Alex Delgado
Senior Product Designer @ Amazon
Enacting a long-term vision that led to the launch of a new help center and improved in-app help, preventing nearly 20k call center contacts annually
The outcome
Prevented over 19,250 agent contacts and increased engagement with, and discoverability of, support center content, leading to the ability to provide concise in-app help.
The problem
Starting in 2022, Amazon Ads decided to merge their sponsored ad platform and demand-side platform into one console. With the two separate platforms came two different support repositories. We knew through previous research that advertisers did not have easy access to help content that was relevant, effective, and accessible, making them less confident in their skills.

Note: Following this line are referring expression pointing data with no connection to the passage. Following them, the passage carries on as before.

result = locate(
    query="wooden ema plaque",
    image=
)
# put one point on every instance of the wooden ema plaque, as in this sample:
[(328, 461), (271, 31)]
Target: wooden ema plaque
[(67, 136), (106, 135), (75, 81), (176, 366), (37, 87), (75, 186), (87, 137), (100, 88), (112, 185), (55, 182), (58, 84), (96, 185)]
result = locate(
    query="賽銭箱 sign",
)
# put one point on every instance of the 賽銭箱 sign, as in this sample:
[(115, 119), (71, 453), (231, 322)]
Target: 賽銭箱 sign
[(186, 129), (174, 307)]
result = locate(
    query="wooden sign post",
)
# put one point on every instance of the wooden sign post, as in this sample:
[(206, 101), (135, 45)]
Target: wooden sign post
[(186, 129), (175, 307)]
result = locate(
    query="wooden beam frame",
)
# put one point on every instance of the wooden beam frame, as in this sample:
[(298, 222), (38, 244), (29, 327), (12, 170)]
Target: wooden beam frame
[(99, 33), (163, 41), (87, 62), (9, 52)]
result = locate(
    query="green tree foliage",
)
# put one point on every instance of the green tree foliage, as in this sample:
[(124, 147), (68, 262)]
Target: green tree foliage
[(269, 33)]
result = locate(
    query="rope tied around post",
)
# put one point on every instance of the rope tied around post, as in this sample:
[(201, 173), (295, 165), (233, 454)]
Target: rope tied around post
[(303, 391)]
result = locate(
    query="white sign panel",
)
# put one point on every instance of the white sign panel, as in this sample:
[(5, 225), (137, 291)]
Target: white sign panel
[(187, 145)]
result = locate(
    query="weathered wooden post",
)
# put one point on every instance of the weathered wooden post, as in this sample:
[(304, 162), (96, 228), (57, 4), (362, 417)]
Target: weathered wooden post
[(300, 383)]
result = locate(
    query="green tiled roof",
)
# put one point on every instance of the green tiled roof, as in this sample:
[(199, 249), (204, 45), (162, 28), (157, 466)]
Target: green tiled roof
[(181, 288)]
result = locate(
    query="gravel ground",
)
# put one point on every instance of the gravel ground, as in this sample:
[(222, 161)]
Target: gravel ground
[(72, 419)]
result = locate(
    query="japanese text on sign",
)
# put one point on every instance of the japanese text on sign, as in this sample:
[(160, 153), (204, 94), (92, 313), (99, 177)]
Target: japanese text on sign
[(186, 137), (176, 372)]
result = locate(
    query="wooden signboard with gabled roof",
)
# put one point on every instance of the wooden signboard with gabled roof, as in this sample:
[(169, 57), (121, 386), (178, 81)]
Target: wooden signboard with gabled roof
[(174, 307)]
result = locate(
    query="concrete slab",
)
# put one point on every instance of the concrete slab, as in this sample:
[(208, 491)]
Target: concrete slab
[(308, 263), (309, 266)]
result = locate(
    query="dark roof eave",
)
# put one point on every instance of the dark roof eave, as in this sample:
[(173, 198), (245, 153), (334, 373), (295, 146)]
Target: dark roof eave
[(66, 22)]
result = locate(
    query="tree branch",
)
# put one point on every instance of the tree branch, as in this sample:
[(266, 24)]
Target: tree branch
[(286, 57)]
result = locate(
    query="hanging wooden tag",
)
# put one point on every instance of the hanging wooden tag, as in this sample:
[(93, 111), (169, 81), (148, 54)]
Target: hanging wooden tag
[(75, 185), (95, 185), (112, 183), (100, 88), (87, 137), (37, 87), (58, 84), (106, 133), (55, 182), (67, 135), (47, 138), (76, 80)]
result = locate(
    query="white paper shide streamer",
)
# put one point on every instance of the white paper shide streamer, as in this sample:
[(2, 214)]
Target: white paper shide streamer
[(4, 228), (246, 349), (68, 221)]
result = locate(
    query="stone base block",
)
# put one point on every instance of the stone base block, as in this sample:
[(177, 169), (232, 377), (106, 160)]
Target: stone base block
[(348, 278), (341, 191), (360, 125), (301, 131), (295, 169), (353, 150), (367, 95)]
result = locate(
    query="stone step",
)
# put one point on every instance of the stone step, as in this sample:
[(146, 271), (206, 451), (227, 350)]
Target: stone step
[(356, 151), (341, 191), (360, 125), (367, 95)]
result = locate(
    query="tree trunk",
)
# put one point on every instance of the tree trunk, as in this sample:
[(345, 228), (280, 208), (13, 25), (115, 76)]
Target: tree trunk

Having this in mind, I saw an opportunity to not only unify this content but also provide a more thought-out learning and support experience.
Was our content really that bad?
With two different support centers came the problem of disjointed content structures across these repositories, even though they were owned by the same product team. To figure out how this was affecting advertisers, I started with a small research study of fifteen participants. Each participant was of varying levels of expertise when it came to advertising with Amazon Ads. What I found was that the majority of our advertisers valued different learning modalities, whether it be video, articles, or courses. They also had issues with the way our current content was structured.
Goal based? Modality based?
Knowing that we had an opportunity to work on our content structure, I connected with our content team and ran a workshop to define how we would move forward with our content structure. In that workshop, we decided on a simple tree structure, starting with goals and objectives and moving into subcategories within those, then on to topics.
Iteration and further research
With the knowledge gained from our research and the completion of the content workshop, I started iterating on the homepage. When that was complete, I brought our designs to advertisers and received positive feedback around our goal / topic-based content structure. We also found that our advertisers wanted different learning modalities, like videos and courses. 
Research anecdotes
Some anecdotes from a lightning round of research on our updated homepage iterations.
  • “I’m thrilled that the videos are the thing highlighted on the homepage.”
  • “The UI is better [compared to current SC], it’s easier to navigate. The 6 categories- that's everything you need”
  • “I like the buttons because you have the icon. bold text, and a small explanation my eyeballs respond better to this. It’s less vague and prettier”
Diving deeper into sub-pages
The last bit of the puzzle to solve was our sub-pages. This included individual topic pages and content topic pages which housed the sub-topics of our goals. We landed on a mixed structure displaying sub-topics related to the goals and other learning modalities related to that goal as well.
What about search?
With all the the updates to our structure and pages we needed to update how users interacted with search. In the original support center users had no type-ahead and a lackluster results page with zero filtering. To solve for this we added type-ahead, worked with our content team to revamp our metadata and provided easy and efficient filtering on the results page.
Final thoughts
With this launch we prevented 19,250+ agent contacts annualized and increased engagement with and discoverability of support center content. We continue to see positive feedback on ease of access and our content structure!
If I were to work on this project again, I would think about how these patterns scale as we create more content and would potentially adjust the content structure to accommodate for this.